Möglicherweise beschäftigen sich Entscheidungsträger in Wirtschaft und Staat inzwischen zu intensiv mit einem Thema, das im Sinne eines «Halo-Effekts» alle anderen Bereiche inklusive ihrer Risiken überstrahlt: mit der Nachhaltigkeit — und speziell dem Klimawandel. Eine ausgeprägte Fokussierung der öffentlichen Wahrnehmung auf ein einziges Thema in Verbindung mit einer Gesinnungsethik und dem persönlichen Wohlgefühl der Moralunternehmer führt tendenziell zu einer erhöhten Risikoblindheit — und deshalb nimmt die Bedrohung durch kritische Abhängigkeiten möglicherweise zu, weil die entsprechenden Themen aus dem Blickfeld verdrängt werden.

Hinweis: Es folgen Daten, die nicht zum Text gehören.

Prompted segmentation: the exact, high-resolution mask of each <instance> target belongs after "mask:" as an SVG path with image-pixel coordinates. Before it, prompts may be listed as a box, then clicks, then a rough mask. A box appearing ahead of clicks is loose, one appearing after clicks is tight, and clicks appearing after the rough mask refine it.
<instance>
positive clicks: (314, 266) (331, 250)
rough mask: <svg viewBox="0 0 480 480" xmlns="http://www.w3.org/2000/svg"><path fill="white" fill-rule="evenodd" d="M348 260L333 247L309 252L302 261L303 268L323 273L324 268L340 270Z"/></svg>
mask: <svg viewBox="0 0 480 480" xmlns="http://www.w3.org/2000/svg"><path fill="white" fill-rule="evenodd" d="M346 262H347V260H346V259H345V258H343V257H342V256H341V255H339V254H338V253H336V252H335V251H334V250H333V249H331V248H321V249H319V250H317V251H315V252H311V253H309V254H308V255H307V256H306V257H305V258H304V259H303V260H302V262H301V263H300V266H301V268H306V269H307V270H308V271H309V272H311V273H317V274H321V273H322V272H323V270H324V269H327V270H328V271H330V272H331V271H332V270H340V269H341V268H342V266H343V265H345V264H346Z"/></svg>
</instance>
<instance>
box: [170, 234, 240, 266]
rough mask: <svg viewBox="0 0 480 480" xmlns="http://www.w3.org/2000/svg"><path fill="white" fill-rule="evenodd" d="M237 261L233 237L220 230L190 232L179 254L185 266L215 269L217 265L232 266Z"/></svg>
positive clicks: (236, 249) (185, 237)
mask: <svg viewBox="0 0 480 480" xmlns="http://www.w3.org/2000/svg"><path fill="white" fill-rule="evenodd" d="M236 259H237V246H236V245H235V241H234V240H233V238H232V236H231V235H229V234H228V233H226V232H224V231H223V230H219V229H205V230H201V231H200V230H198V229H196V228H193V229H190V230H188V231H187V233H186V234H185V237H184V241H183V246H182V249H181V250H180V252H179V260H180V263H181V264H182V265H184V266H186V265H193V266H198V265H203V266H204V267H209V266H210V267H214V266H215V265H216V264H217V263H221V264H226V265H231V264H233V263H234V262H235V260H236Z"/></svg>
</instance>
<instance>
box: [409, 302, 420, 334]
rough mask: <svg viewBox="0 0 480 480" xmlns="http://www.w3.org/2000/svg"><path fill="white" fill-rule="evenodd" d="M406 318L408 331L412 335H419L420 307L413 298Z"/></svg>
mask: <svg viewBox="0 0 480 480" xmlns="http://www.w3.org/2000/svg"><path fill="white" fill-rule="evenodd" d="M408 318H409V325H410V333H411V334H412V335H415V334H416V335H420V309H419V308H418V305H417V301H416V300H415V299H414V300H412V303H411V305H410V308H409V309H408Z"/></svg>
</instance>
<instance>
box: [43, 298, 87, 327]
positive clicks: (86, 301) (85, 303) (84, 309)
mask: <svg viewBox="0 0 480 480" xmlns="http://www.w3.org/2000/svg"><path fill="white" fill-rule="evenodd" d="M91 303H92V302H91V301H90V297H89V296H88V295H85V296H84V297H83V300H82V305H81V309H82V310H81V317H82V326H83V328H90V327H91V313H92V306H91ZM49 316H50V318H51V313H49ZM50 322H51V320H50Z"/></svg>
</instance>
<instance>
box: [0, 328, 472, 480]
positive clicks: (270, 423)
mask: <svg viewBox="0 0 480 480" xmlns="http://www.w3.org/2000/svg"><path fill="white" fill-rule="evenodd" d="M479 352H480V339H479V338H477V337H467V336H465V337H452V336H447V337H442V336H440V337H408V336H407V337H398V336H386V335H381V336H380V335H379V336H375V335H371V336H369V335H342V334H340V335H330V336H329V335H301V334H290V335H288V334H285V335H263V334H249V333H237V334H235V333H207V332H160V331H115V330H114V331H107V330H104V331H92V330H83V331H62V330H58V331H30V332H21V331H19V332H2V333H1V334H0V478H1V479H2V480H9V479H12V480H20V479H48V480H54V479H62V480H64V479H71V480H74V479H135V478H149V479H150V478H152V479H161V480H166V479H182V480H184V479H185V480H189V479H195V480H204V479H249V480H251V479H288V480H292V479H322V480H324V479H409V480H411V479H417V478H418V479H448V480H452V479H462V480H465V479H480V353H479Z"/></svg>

Eine eindimensionale und unterkomplexe Sichtweise auf die moderne Welt in Verbindung mit einer «moralisierenden» Grundhaltung (auch in den Medien), ist als kritisch zu betrachten. Als besonders bedenklich erscheint es, wenn Wissenschaftler die Webersche Werturteilsfreiheit vernachlässigen und als Begleitforscher den politischen Willen unreflektiert unterstützen. Es ist für Bürger, Unternehmen und ganze Staaten potenziell bestandsgefährdend, wenn aus einer (im Einzelnen immer durchaus diskussionswürdigen) moralischen Grundlage und einer starren Fixierung auf ein bestimmtes Themenfeld offenkundige Risiken von Entscheidungen vernachlässigt und Risiken aus anderen Themenfeldern ignoriert werden.